Measured Higgs signal strength as 1.04^{+0.10}_{-0.09}

Set an upper limit of 10 times the SM prediction for tH production

Measured 28 STXS cross-sections consistent with SM predictions

Abstract

Measurements of Higgs boson production cross-sections are carried out in the diphoton decay channel using 139 fb$^{-1}$ of $pp$ collision data at $\sqrt{s} = 13$ TeV collected by the ATLAS experiment at the LHC. The analysis is based on the definition of 101 distinct signal regions using machine-learning techniques.
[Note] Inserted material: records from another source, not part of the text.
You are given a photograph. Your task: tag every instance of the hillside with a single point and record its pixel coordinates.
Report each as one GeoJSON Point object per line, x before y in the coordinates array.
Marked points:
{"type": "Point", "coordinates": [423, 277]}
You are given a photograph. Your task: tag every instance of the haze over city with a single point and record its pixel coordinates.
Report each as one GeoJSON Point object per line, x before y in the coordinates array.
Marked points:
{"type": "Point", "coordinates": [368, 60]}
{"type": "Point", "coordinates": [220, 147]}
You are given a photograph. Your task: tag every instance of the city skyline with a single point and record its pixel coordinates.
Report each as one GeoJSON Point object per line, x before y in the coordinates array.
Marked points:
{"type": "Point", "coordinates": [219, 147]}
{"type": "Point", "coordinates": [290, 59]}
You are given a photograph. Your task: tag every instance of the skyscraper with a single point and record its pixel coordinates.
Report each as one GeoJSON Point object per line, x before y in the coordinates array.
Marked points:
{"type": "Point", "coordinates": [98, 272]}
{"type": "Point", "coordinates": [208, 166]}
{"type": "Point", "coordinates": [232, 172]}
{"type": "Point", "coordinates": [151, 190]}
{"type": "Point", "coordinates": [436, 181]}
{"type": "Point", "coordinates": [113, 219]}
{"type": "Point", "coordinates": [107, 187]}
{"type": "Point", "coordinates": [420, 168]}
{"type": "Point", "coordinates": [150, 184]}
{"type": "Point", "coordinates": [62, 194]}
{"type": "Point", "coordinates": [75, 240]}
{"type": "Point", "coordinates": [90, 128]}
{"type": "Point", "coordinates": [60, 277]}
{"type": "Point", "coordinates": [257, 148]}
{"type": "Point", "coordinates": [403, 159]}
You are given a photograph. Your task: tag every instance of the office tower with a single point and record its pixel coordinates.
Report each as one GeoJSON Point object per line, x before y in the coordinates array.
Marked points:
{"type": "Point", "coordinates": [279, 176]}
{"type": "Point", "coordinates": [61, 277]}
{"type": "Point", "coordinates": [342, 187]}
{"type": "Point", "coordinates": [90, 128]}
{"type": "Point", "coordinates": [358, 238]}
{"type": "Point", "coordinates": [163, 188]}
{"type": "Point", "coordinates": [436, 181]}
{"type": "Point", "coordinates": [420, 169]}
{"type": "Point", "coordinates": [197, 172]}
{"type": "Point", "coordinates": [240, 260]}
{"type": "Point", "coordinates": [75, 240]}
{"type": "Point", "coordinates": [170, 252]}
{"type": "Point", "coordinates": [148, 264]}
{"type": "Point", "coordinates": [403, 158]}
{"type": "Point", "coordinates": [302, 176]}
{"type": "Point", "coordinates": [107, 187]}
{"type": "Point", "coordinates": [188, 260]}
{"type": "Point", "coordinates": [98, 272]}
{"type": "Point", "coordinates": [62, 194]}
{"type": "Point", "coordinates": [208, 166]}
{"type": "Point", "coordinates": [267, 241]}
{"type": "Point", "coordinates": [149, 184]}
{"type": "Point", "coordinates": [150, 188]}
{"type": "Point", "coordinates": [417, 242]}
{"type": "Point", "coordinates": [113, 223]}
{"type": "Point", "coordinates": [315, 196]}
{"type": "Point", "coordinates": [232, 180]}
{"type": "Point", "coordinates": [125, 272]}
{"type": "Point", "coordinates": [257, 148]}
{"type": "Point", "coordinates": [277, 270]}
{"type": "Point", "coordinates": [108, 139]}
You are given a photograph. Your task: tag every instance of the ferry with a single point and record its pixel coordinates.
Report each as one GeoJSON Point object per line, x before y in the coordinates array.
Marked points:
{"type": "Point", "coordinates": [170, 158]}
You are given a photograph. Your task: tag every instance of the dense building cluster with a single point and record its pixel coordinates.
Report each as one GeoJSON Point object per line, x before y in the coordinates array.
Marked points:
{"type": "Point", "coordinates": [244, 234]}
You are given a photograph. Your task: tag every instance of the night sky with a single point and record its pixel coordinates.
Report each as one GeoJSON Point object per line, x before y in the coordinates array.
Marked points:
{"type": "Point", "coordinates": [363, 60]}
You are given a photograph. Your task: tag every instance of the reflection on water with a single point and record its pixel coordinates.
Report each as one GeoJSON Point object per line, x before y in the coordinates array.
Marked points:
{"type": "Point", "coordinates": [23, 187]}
The inclusive Higgs boson signal strength in the diphoton channel is measured to be $1.04^{+0.10}_{-0.09}$. Cross-sections for gluon-gluon fusion, vector-boson fusion, associated production with a $W$ or $Z$ boson, and top associated production processes are reported. An upper limit of 10 times the Standard Model prediction is set for the associated production process of a Higgs boson with a single top quark, which has a unique sensitivity to the sign of the top quark Yukawa coupling. Higgs boson production is further characterized through measurements of Simplified Template Cross-Sections (STXS). In total, cross-sections of 28 STXS regions are measured. The measured STXS cross-sections are compatible with their Standard Model predictions, with a $p$-value of $93\%$. The measurements are also used to set constraints on Higgs boson coupling strengths, as well as on new interactions beyond the Standard Model in an effective field theory approach. No significant deviations from the Standard Model predictions are observed in these measurements, which provide significant sensitivity improvements compared to the previous ATLAS results.